By Justin Seward
April 18-24 is National Volunteer Week and communities are encouraged to find innovative ways to celebrate its volunteers amid the COVID-19 pandemic.
Communities are adapting this year by celebrating through online events and public displays such as music therapy gardens and gift baskets deliveries to volunteers’ homes to name a few.
“Now more than ever we need to recognize the contribution volunteers make to our communities,” said Karen Link, Volunteer Alberta’s executive director.
“From visiting with our neighbours, to helping at food banks, to picking up groceries and dropping off supplies—the power of many volunteers across Alberta has been transformational during the pandemic.”
This year’s theme is “The Value of One, The Power of Many” and reflects on the awe-inspiring acts of kindness my millions of individuals and magic that happens when everyone works together towards a common purpose.
“We encourage Canadians to join us on social media throughout the week – to share their stories, to thank their volunteers, to bring as many people into this conversation as possible – to tell us what “The Value of One, The Power of Many”means to them. I have also seen some really creative celebration ideas coming out of the communities and volunteer centres in Alberta,” said Alyson Olsheski, communications and membership manager for Volunteer Canada.
The 40-Mile Regional FCSS thinks this year’s theme recongizes individuals and collective support for friends, families, neighbours and strangers.
“We continue to encourage and support organizations and people that require volunteers or wish to volunteer,” said Corrina Roth-Beacome, 40-Mile Regional FCSS director.
“Volunteering in your community is a way to help it grow, stay strong and offer quality programs and services.
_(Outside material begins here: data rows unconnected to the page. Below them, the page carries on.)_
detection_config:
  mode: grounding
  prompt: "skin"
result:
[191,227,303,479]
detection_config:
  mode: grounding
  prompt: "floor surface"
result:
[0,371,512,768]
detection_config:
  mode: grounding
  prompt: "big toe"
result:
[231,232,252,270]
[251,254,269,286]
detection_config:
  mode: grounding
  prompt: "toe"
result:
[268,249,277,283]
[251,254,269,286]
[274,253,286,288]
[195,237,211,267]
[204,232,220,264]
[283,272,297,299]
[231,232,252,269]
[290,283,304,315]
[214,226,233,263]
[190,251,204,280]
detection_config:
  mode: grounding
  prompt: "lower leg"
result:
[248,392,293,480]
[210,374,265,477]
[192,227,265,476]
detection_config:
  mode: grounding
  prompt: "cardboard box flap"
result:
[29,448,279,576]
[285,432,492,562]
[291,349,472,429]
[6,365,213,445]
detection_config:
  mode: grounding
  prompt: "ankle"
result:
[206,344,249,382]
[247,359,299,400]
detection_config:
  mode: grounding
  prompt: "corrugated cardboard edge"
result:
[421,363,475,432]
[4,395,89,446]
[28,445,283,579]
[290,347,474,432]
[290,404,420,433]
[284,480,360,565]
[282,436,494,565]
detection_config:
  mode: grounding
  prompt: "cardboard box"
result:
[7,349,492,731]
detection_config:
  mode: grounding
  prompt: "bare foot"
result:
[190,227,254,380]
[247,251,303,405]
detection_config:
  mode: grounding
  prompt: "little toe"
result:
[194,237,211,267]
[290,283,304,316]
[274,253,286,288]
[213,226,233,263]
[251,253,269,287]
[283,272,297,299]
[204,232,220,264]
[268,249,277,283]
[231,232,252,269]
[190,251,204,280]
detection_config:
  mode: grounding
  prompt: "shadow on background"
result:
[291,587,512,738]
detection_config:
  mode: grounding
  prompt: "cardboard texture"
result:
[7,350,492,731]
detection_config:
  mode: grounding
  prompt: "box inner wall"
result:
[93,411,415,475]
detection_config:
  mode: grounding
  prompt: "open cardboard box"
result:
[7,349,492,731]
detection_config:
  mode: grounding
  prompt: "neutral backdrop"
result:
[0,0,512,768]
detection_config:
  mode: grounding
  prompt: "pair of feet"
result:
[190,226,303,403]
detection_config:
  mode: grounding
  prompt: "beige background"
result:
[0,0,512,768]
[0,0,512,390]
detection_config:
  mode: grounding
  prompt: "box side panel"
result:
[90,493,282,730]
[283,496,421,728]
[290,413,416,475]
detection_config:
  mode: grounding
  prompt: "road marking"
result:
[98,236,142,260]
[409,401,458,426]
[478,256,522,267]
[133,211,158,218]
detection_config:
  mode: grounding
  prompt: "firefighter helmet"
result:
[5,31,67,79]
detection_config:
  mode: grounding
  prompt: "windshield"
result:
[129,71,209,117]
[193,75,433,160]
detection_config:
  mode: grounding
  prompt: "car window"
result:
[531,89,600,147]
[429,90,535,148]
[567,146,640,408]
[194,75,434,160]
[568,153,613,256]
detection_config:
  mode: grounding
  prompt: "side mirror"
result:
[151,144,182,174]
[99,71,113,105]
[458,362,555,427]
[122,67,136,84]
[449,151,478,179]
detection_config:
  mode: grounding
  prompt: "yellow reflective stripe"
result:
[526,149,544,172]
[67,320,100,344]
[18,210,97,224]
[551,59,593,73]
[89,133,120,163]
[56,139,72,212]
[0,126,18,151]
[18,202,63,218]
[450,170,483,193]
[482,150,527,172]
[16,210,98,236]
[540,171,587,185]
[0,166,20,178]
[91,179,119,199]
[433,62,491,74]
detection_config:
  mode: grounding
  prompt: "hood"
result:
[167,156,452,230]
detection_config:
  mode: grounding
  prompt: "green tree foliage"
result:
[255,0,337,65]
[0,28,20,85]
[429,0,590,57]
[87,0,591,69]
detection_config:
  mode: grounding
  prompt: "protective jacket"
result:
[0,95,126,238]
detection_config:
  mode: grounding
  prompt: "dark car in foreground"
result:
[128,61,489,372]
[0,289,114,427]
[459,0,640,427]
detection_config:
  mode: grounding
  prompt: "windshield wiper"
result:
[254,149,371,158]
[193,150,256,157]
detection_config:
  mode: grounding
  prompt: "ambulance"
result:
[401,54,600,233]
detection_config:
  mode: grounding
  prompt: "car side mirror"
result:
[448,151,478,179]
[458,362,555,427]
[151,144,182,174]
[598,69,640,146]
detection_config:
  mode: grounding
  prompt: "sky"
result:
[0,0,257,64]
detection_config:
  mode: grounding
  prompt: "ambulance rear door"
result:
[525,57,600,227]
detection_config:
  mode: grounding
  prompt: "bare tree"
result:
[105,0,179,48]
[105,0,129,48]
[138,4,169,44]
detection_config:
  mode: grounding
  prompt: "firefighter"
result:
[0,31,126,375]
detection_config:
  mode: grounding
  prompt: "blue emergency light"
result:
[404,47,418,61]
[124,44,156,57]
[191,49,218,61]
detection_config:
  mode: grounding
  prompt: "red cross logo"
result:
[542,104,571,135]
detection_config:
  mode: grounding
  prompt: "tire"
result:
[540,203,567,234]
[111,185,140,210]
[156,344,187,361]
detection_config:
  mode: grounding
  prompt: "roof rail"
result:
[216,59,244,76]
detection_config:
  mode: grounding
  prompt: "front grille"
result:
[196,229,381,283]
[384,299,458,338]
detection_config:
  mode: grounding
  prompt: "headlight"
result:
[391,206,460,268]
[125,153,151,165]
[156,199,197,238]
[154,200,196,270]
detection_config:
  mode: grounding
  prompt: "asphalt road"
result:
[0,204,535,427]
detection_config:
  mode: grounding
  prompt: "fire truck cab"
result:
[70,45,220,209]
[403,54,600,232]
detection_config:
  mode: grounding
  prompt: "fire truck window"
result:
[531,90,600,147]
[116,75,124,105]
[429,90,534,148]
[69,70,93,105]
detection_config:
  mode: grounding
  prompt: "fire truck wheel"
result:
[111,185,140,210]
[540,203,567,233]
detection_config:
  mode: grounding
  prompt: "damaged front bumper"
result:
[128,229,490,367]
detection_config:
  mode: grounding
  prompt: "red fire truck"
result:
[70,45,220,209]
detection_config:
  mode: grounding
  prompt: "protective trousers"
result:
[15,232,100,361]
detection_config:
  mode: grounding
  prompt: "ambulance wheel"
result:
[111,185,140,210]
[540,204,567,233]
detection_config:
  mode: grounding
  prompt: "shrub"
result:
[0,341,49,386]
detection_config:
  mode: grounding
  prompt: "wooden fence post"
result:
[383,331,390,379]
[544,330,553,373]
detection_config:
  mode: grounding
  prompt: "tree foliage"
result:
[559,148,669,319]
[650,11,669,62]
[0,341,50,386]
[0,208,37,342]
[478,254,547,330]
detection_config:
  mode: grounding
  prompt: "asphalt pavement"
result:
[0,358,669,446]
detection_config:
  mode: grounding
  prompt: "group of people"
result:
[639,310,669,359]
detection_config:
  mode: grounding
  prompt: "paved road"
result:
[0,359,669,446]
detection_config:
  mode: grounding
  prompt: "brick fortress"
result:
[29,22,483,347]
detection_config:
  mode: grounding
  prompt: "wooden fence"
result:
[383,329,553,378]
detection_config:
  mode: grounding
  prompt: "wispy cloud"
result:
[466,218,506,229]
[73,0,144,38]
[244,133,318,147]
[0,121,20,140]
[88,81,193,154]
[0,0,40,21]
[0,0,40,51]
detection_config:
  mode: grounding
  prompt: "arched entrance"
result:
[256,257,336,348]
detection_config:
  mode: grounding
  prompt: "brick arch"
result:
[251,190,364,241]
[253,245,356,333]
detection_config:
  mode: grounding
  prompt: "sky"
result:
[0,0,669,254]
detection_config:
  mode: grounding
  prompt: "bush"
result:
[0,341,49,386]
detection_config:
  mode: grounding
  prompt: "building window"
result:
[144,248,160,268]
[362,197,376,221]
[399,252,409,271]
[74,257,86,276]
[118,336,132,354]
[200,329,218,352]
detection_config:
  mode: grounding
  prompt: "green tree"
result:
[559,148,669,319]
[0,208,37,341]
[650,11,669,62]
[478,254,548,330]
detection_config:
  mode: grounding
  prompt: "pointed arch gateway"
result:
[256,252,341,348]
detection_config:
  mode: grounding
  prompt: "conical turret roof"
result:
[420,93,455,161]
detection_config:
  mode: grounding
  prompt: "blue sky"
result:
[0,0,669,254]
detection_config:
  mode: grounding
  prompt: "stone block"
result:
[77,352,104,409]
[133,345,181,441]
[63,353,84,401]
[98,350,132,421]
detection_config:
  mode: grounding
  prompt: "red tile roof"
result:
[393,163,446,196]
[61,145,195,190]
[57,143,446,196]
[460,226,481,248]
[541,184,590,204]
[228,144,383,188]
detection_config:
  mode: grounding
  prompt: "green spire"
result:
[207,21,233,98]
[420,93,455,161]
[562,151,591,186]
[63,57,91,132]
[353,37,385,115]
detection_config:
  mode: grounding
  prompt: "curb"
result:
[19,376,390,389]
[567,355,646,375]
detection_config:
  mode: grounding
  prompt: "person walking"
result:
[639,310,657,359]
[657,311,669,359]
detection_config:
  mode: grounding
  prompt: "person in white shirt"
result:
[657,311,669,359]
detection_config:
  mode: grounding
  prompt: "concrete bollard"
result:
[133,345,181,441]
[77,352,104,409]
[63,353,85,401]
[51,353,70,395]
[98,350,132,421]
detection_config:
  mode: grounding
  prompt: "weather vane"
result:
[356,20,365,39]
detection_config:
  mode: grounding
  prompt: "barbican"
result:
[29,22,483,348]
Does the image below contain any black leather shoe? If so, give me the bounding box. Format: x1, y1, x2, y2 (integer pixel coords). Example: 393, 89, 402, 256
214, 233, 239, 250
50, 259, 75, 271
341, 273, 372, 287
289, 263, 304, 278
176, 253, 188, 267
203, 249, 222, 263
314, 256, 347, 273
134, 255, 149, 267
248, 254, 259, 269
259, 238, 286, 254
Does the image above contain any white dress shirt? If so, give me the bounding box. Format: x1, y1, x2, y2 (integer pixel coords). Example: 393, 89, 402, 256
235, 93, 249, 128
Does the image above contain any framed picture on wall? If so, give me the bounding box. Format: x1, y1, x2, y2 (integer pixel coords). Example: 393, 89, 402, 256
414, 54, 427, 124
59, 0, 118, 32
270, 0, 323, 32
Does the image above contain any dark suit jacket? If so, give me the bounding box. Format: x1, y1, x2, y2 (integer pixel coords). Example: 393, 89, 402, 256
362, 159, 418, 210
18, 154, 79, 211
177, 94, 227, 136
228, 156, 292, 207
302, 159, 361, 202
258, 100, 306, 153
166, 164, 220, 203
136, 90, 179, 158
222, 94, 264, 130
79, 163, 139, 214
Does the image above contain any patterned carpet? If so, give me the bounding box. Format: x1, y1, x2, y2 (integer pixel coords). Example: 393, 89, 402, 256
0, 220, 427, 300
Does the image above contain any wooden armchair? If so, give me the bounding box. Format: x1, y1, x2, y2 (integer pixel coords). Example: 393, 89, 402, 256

It allows you to meet new people and build great supportive networks. Leveraging volunteer hours for grant funding opportunities allows for new infrastructure, programs, and services. Volunteerism keeps communities together.”
COVID-19 has changed the way organizations have offered volunteer support.
“Organizations have become very resourceful and creative in offering volunteer support to ensure the residents in the Forty Mile Region have quality activities and programs and an amazing community to call home,” said Roth-Beacome .
“Whether activities have moved to online, socially distanced or continue safely, face to face, volunteers remain the heart of our community.”
Medicine Hat-Cardston-Warner MP Glen Motz said volunteers are the backbone of our communities.
“It is impossible to put a value on the importance of volunteerism and the difference that volunteers make every day,” he said.
“… Over the past year we have learned to live our lives differently, and that includes how we volunteer. But more than ever, volunteers are making an impact. I want to personally take this opportunity to thank the volunteers of the constituency of Medicine Hat-Cardston-Warner for your faithfulness, dedication and adaptability in donating your time and abilities to make our communities a better place to live.”